Crítica de ‘Rebuilding’: Josh O’Connor y la crisis existencial del vaquero sin vacas.

Cuando Rebuilding, de Max Walker-Silverman (A Love Song), se proyectó por primera vez, bajo el amparo del Festival de Sundance 2025, el cielo californiano lucía un apocalíptico filtro naranja, patrocinado por aquellos devastadores incendios forestales que lo devoraban todo.
En un contexto similar, conocemos a Dusty, un ranchero divorciado de Colorado que, tras perder en un incendio las tierras (y el ganado) que pertenecieron a su familia durante generaciones, acaba reubicado en un aparcamiento de caravanas gestionado por la FEMA (la Agencia Federal para el Manejo de Emergencias de Estados Unidos).

El título, claro está, tiene un doble sentido. Rebuilding (reconstruir, en español) no alude (solo) a la necesidad de reconstruir su verde y próspero hogar, sino también a la de hacer lo propio con la relación con su hija pequeña, algo que se aprecia en los tiernos momentos que comparten en pantalla, como cuando le enseña a esta a ensillar un caballo o cuando transforma el techo y paredes de la roulotte en una constelación de estrellas fluorescentes durante una fiesta de pijamas.
Pero el instante más revelador de todos ellos llega con un cuento infantil que la pequeña lee en su tablet, de título Las botas mágicas.

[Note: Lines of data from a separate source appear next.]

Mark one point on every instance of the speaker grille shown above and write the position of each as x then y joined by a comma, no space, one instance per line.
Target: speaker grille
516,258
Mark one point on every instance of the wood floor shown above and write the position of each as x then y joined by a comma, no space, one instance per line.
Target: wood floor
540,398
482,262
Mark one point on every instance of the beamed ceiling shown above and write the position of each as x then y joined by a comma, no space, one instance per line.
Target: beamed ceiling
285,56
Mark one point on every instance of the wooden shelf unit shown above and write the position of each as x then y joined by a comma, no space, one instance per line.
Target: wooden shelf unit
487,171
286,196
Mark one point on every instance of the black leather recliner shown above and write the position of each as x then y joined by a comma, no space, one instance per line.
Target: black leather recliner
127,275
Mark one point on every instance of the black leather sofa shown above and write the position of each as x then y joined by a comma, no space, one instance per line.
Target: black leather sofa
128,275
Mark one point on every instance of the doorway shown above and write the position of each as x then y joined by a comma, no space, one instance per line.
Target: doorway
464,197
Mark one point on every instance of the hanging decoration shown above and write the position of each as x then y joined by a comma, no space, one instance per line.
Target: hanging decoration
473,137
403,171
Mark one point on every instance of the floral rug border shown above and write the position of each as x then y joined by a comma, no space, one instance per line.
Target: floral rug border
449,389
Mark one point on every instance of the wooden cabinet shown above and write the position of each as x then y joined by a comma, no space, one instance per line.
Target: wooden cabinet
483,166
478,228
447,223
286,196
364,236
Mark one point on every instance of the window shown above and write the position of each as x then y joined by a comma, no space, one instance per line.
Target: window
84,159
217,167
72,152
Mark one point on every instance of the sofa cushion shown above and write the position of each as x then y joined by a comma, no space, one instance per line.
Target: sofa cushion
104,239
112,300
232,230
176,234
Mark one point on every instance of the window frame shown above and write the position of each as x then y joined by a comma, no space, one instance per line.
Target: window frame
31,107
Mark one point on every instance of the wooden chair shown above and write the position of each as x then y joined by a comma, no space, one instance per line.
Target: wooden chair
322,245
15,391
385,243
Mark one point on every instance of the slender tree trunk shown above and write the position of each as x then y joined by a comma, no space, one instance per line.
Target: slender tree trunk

La fábula de William –un niño cuyas botas le permiten viajar a cualquier lugar hasta que se le quedan pequeñas, sumiéndolo en el lamento de no poder explorar más, hasta que descubre que la verdadera magia siempre ha estado en su interior– funciona como el reflejo del arco narrativo de Dusty, cuya tremenda crisis de identidad queda al descubierto con una inocente pregunta de la niña: «¿se puede ser un vaquero sin vacas?».
El dubitativo «eso creo» de su padre deja claro que ni él mismo tiene la respuesta. Basta con observar la mirada de perro apaleado de un Josh O’Connor encorvado, contenido y callado, en un registro que dialoga con sus trabajos más indies, como The Mastermind o La quimera, para que el espectador sienta como propia la pérdida de ese rancho de establo azul.

Su Dusty es un hombre con el que resulta muy fácil empatizar, y que encuentra un consuelo inesperado y un renovado sentido de propósito en el improvisado vecindario que lo rodea, cuyos miembros al principio describía como «no vecinos como tales»: una viuda, una pareja de lesbianas, un matrimonio interracial, un fontanero afable y un ermitaño de los bosques.
Con ellos, el cineasta, que concibió y escribió esta historia tras conocer cómo las llamas devoraron la casa de su propia abuela años atrás, no se recrea en la destrucción. Su lente, por el contrario, huye del miserabilismo de sus situaciones para intentar capturar lo que germina bajo las cenizas: el espíritu de comunidad, la resiliencia humana ante la pérdida y la solidaridad, valores que él mismo experimentó tras aquella desgracia personal.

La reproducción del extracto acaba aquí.